4. Spend time with BDRs. It’ll change everything.
I tell every marketer I work with: If you want to understand revenue, sit with the BDRs.
Not for a formal meeting. Just… go watch them work.
What you’ll learn:
- What they actually click in Salesforce
- How they decide if something is “good”
- How they use (or avoid) your lead scoring
- Why certain data points matter to them
- Where handoff breaks in practice, not theory
This is where your best improvements come from.
Not whiteboards.
Not flow charts.
Actual behavior.
5. You and RevOps either partner… or nothing works
Marketing Ops can’t win alone.
Sales Ops can’t win alone.
BDRs can’t win alone.
Revenue is a team sport.
When MOPs and RevOps partner well:
- your lifecycle finally matches what is actually happening
- your lead routing makes sense to humans
- your dashboards help people do their jobs better
- your attribution stops getting questioned
- your CRO trusts your numbers
- your tools stop duct-taping around each other
When they don’t partner well? You end up with messy data, frustrated teams, and a MarTech stack that gets blamed for problems it didn’t cause.
6. Understanding sales doesn’t make you less of a MOPs person. It makes you better.
The best MOPs pros I know aren’t “tool people.” They’re problem solvers who understand the entire revenue engine.
You can be incredible at:
- Marketo
- HubSpot
- 6sense
- Demandbase
- Clay
- Zapier
- ZoomInfo
- Salesforce integrations
…but the moment you understand how sales actually works, everything clicks into place.
You stop just building things. Instead, you start building things that move revenue forward.
7. Your future career will thank you
MOPs is evolving fast. Organizations want people who understand cross-functional impact, not siloed operations.

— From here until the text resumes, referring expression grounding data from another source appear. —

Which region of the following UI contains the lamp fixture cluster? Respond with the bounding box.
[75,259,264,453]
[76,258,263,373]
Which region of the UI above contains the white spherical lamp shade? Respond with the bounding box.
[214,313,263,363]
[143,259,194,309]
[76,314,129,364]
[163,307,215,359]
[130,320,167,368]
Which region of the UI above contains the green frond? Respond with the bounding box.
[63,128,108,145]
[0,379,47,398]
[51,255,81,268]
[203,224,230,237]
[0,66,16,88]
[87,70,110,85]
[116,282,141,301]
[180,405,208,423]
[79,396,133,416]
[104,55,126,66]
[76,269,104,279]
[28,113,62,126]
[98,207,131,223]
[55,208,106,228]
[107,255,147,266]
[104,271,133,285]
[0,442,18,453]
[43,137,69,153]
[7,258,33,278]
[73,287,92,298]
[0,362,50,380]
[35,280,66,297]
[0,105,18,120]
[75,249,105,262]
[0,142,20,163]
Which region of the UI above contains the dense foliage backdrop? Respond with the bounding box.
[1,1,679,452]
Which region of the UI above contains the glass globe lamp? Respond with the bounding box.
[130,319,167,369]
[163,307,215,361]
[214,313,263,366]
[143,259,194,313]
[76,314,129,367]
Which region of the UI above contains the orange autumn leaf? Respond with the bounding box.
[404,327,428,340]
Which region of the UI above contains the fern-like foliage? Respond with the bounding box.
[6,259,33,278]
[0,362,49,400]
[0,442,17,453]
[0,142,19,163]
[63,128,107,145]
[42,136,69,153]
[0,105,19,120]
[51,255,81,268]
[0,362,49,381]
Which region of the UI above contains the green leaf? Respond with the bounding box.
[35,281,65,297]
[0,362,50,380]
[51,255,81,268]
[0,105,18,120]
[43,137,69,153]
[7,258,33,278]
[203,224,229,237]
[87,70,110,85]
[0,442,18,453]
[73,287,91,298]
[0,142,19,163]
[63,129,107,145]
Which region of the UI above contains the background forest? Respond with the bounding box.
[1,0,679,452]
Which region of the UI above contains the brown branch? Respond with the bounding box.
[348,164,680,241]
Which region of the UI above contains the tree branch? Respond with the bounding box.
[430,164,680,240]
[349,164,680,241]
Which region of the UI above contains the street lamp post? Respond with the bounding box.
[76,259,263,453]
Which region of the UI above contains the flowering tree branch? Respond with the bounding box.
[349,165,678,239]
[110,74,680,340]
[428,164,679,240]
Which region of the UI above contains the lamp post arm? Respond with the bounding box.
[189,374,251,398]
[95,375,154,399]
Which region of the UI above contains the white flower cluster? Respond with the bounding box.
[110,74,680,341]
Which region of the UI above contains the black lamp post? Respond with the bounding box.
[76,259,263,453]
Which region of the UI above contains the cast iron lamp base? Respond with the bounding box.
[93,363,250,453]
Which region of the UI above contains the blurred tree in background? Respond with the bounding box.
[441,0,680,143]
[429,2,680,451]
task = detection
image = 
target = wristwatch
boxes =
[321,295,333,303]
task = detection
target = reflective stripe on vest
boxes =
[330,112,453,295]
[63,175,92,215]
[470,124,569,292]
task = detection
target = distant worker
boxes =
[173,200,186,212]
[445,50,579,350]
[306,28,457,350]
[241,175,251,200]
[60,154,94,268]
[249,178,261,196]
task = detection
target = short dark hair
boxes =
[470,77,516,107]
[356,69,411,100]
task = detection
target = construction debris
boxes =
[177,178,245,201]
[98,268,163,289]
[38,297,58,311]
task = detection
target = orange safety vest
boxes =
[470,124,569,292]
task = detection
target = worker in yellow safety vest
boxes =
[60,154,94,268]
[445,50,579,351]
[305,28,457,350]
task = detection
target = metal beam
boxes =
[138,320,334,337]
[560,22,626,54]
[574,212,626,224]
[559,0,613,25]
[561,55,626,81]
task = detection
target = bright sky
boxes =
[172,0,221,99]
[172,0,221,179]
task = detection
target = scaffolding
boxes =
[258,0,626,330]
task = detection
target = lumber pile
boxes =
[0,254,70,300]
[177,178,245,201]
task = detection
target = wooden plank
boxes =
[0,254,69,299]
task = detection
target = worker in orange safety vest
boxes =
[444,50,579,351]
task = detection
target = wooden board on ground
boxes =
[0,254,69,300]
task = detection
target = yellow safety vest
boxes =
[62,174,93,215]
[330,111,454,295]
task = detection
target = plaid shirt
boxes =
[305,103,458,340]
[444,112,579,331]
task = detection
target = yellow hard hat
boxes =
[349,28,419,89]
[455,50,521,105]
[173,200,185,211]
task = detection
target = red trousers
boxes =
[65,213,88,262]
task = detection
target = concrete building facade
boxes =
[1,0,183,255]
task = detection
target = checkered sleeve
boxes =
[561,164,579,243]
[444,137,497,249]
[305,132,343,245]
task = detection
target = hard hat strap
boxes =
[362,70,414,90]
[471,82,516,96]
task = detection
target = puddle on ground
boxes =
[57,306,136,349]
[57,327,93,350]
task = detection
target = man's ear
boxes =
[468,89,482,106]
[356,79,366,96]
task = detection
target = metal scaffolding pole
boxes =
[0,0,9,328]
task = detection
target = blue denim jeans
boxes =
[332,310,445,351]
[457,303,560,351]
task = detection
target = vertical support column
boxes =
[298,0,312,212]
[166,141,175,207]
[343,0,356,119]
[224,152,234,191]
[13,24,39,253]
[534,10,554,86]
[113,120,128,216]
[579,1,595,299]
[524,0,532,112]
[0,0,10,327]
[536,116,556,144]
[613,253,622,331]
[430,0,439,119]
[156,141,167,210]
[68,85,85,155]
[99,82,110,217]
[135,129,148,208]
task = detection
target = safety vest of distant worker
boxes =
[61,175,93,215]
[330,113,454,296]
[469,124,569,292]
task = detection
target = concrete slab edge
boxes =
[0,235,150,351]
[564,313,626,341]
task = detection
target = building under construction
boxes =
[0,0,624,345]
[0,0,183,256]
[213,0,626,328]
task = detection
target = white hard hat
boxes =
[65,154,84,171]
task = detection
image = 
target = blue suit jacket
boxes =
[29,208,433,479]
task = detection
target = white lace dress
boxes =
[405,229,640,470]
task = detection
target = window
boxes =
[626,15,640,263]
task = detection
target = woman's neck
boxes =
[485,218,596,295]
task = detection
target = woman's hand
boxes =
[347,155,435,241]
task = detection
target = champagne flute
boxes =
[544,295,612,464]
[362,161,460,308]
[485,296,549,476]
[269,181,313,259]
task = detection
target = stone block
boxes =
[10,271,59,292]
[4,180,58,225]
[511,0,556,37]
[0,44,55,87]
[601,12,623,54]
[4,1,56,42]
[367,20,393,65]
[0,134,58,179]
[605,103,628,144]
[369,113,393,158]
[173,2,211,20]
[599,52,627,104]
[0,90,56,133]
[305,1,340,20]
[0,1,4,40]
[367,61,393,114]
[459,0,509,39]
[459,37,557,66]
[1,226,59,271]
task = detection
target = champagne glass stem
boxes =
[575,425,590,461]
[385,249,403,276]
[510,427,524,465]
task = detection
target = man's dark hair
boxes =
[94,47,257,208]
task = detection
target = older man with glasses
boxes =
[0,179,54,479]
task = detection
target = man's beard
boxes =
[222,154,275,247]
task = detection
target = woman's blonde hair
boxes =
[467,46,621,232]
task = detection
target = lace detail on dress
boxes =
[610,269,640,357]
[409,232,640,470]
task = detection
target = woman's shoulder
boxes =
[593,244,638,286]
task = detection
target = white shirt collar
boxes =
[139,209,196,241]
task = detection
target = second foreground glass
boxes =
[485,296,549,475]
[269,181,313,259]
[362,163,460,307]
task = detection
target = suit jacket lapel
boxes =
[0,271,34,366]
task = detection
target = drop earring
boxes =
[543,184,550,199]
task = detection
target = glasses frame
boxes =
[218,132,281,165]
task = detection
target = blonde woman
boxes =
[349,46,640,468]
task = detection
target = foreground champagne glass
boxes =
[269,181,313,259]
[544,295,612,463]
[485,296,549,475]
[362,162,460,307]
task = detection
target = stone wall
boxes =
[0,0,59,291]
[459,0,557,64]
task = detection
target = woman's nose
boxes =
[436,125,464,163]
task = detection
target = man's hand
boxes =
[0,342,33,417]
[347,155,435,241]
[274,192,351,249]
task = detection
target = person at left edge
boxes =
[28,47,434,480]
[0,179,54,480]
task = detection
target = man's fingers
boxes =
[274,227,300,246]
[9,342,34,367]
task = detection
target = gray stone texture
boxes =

If you ever want to move into:
- Director of Marketing Ops
- Head of RevOps
- CMO
- Consulting
- Anything that touches revenue strategy
…your RevOps fluency will be one of the biggest unlocks in your career.
(And no, you probably still won’t need to touch CPQ.)
Final thought
Marketing Ops is so much more than running campaigns or fixing sync errors.
We’re the ones who build the systems that both marketing and sales rely on.
We’re the ones who translate activity into actual impact.
We’re the ones who turn chaos into clarity.
Understanding RevOps doesn’t take you away from MOPs.
It makes you the most valuable person in the revenue engine.